How bacteria might one day power your home

Scientists in Canada have found a way to produce electricity by making solar panels embedded with E. coli.

It works by taking advantage of the bacteria's ability to produce lycopene - the red dye that gives tomatoes their colour is also very good at harvesting light.

The E. coli cells were genetically engineered to produce more lycopene, and coated in minerals that act as a conductor for the electricity they produce.

The result was a solar panel that produces twice as much electricity as previous "biogenic" attempts at making power, at a tenth the cost - and it worked "as efficiently in dim light as in bright light".

It's hoped the breakthrough will boost solar power uptake in places like northern Europe and Canada, where the skies are often cloudy.
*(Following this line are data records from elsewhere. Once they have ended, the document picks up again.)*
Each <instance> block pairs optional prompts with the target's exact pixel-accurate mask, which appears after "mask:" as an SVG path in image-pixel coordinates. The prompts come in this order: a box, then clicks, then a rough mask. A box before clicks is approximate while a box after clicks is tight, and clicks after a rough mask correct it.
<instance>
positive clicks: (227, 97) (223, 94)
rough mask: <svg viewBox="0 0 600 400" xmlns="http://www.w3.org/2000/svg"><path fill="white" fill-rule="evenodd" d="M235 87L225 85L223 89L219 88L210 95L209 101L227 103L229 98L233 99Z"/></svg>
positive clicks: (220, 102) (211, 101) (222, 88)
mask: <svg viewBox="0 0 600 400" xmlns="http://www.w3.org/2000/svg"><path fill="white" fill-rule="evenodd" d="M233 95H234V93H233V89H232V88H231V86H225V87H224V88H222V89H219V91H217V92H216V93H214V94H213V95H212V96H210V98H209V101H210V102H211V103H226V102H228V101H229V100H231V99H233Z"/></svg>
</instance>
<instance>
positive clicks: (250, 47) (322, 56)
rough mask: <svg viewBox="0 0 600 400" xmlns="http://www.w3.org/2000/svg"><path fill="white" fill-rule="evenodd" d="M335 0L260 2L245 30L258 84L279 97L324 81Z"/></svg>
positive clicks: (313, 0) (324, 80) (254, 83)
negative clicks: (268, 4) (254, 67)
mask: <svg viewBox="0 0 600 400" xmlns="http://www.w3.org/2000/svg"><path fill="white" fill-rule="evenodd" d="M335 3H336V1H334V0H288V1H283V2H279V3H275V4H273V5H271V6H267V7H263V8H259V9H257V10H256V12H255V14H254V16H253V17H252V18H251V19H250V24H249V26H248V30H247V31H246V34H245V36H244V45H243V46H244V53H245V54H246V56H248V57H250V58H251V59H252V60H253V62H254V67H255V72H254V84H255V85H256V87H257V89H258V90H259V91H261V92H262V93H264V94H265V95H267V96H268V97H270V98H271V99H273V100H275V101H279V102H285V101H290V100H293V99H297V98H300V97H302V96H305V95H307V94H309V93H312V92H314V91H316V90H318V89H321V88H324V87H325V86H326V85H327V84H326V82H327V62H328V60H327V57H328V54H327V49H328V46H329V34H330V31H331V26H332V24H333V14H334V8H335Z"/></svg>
"Our solution to a uniquely British Columbia problem is a significant step toward making solar energy more economical," said Vikramaditya Yadav of the University of British Columbia, where the panels were developed.

There's a long way to go however - the hybrid solar panels aren't quite as efficient as traditional solar panels yet. But scientists are optimistic it won't be long until they are.

"These hybrid materials that we are developing can be manufactured economically and sustainably and, with sufficient optimisation, could perform at comparable efficiencies as conventional solar cells," said Prof Yadav.

The next step, he says, is a process that doesn't kill the bacteria in the process so they can produce lycopene, and electricity, indefinitely.

Homes in New Zealand with solar panels are estimated to save about $650 a year on electricity.

While some E. coli strains are harmful, most are not, and according to the Ministry of Health form "an important part of a healthy human intestinal tract".